3
$\begingroup$

I have no idea how to do this, it seems so complex I do not know what to do.

$$\int_0^1 x\sqrt{2- \sqrt{1-x^2}}dx$$

I tried to do double trig identity substitution but that did not seem to work.

  • 0
    For future reference, searches like "integral of x sqrt(2 - sqrt(1 - x^2)) dx" on http://www.wolframalpha.com/ often work. (Hit "show steps...")2012-06-05
  • 0
    There are often multiple ways to solve these integrals, as demonstrated below.
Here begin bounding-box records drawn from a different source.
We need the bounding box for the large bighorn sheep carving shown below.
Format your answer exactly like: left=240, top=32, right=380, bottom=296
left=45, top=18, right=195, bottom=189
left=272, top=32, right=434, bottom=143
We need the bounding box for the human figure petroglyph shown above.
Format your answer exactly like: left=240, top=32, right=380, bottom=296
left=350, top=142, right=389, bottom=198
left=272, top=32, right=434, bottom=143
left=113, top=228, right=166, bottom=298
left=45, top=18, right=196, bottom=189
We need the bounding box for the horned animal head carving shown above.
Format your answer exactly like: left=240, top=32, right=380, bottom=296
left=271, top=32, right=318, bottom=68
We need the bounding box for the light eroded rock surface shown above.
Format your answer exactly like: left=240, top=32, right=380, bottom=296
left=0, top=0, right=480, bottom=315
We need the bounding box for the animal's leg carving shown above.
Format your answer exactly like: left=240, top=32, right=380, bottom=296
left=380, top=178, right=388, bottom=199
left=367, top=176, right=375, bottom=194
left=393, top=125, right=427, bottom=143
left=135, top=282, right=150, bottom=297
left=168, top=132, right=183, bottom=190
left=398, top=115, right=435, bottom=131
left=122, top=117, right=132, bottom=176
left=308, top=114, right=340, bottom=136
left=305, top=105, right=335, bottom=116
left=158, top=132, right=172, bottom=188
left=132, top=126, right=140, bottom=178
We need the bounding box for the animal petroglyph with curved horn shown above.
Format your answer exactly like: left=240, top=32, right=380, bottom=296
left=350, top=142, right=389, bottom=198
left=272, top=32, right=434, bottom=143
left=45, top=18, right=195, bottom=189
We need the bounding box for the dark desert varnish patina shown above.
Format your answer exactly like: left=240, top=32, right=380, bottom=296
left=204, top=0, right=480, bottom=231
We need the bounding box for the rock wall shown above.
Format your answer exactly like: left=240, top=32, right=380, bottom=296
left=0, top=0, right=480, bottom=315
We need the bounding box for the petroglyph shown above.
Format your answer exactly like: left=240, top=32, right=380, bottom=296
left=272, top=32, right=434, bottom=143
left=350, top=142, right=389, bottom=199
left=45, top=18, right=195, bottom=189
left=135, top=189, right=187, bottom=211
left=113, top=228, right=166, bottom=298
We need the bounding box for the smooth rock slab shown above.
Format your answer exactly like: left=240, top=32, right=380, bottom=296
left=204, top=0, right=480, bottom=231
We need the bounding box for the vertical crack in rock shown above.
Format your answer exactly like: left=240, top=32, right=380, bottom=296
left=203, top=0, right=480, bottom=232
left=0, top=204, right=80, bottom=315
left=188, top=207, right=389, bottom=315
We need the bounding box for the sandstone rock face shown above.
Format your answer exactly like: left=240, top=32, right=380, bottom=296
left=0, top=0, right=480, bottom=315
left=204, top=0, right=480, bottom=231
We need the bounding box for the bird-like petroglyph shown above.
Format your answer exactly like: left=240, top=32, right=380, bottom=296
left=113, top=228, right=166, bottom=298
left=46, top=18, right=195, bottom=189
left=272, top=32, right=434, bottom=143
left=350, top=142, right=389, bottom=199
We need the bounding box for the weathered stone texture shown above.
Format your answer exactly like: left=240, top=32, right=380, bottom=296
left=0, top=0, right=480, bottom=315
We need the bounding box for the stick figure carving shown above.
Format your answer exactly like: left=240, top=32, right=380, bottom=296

You just have to experiment with different substitutions. Also bear in mind that these integrals are designed to be solved, so there is usually a simple trick. If you see a $1-x^2$, we can try sin or cos because that will get rid of a square term. If you have linear terms you can try making a substitution by changing the term that is in an awkward place, for example under a square root sign.2012-06-05

2 Answers 2

11

Since you tried to use a trig identity, I'll use one in this solution. Let $x = \sin \theta$ so that $1 - x^2 = 1 - \sin^2 \theta = \cos^2 \theta$, and $\mathrm d x = \cos \theta \mathrm{d}\theta$. Our integral becomes:

$$ \int_0^{\frac \pi 2} \sin \theta \cos \theta \sqrt{2 - \cos\theta} \mathrm d \theta.$$

Now set $u = \cos\theta$ to give $\mathrm d \mathrm u = - \sin \theta \mathrm d \theta$. Our integral becomes

$$\int_1^0 - u\sqrt{2-u} \mathrm \ \mathrm d u.$$

Can you solve that?

  • 0
    All I used here was that $\sin ^2 \theta + \cos ^2 \theta = 1$. That is the most important trig identity for these types of integrals (IMO).2012-06-05
  • 0
    I do not understand what you did to change the bounds. I can not solve the problem from there.2012-06-05
  • 1
    sin(π/2) = 1 , sin(0) = 0, cos(π/2) = 0, and cos(0) = 12012-06-05
  • 0
    Follow the rules given in your notes. hungr has explained the bounds, and in order to solve it, simply make a linear substitution to get rid of the 2-u from under the square root sign.2012-06-05
  • 0
    To add more detail to the bounds part, because I changed variable by letting $x = \sin\theta$ and $x$ was already in my equation, I had to apply $\operatorname{arcsin}$ to the bounds. In the 2nd substitution, I just applied $\cos$ to the bounds in the standard way.2012-06-05
  • 0
    I think this solution is wrong, I could not get it but wolfram alpha gives me an answer with imaginary numbers.2012-06-05
  • 0
    OK, just substitute $v = 2-u$, then $\mathrm d v \mathrm =- d u$, so this will give us the integral $$\int_1^2 (2-v) \sqrt{v} \mathrm d v.$$ This is definitely correct.2012-06-05
5

Here is how I would do it, and for simplicity I would simply look at the indefinite integral. First make the substitution $u = x^2$ so that $du = 2xdx$. We get: $$\frac{1}{2} \int \sqrt{2-\sqrt{1-u}} du$$ Then, make the substitution $v = 1-u$ so that $dv = -du$. We get: $$-\frac{1}{2} \int \sqrt{2 - \sqrt{v}} dv$$ Then make the substitution $w = \sqrt{v}$ so that $dw = \frac{1}{2\sqrt{v}} dv$ meaning that $dv = 2w \text{ } dw$. So we get: $$-\int \sqrt{2-w} \text{ } w \text{ } dw$$ Now make the substitution $s = 2-w$ so that $ds = -dw$ to get: $$-\int \sqrt{s}(s-2) ds$$ The rest should be straightforward.